METHODS AND ALGORITHMS USED Naïve Bayes Naive Bayes is a simple but an effective classification technique which is based on the Bayes Theorem. It assumes independence among predictors, i.e., the attributes or features should be not correlated to one another or should not, in anyway, be related to each other. Even if there is dependency, still all these features or attributes independently contribute to the probability and that is why it is called Naïve.

Support Vector Machine Support Vector Machine is an extremely popular supervised machine learning technique(having a predefined target variable) which can be used as a classifier as well as predictor. For classification, it finds a hyper-plane in the feature space that differentiates between the classes. An SVM model represents the training data points as points in the feature space, mapped in such a way that points belonging to separate classes are segregated by a margin as wide as possible. The test data points are then mapped into that same space and are classified based on which side of the margin they fall.

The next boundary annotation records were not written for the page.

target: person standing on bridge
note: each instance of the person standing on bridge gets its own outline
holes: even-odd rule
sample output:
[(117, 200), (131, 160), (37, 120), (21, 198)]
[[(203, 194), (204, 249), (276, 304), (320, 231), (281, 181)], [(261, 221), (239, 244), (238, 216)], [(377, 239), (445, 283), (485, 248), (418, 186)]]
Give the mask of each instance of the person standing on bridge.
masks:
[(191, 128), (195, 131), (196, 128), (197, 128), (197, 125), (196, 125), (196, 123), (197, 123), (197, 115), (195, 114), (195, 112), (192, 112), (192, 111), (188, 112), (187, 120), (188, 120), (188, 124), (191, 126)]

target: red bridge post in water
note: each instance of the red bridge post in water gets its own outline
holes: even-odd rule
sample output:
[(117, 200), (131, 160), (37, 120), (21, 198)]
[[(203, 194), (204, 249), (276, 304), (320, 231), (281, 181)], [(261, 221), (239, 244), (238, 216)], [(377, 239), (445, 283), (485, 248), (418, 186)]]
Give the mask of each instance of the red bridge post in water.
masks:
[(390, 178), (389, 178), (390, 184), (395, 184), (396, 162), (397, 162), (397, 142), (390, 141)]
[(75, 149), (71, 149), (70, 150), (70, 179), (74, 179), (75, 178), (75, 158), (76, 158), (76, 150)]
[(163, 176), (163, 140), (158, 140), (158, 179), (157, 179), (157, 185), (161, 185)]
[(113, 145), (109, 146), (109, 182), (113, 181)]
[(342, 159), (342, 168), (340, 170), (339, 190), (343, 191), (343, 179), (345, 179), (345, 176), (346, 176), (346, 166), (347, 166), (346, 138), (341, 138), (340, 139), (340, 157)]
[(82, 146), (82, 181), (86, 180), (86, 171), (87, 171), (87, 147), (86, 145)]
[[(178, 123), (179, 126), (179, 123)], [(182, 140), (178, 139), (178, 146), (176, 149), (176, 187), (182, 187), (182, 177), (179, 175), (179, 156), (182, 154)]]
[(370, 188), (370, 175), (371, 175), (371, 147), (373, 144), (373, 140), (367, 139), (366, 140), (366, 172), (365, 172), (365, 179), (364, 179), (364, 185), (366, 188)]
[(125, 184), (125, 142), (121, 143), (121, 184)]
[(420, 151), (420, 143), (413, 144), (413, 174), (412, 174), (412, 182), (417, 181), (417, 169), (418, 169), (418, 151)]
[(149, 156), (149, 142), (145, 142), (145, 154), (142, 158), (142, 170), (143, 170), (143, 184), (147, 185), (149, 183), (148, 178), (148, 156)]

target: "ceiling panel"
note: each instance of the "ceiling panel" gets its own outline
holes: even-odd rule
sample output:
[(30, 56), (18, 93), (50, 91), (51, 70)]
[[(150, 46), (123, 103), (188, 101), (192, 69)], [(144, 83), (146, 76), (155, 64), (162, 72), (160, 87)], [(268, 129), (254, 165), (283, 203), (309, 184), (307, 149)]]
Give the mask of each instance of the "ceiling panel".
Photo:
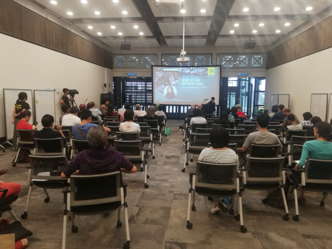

Decision Tree Decision trees are supervised learning algorithms. This technique is mostly used in classification problems. It performs effortlessly with continuous and categorical attributes. This algorithm divides the population into two or more similar sets based on the most significant predictors. Decision Tree algorithm, first calculates the entropy of each and every attribute. Then the dataset is split with the help of the variables or predictors with maximum information gain or minimum entropy. These two steps are performed recursively with the remaining attributes.

Random Forest Random Forest is also a popularly supervised machine learning algorithm. This technique can be used for both regression and classification tasks but generally performs better in classification tasks. As the name suggests, Random Forest technique considers multiple decision trees before giving an output. So, it is basically an ensemble of decision trees. This technique is based on the belief that more trees would converge to the right decision. For classification, it uses a voting system and then decides the class whereas in regression it takes the meaning of all the outputs of each of the decision trees. It works well with large datasets with high dimensionality.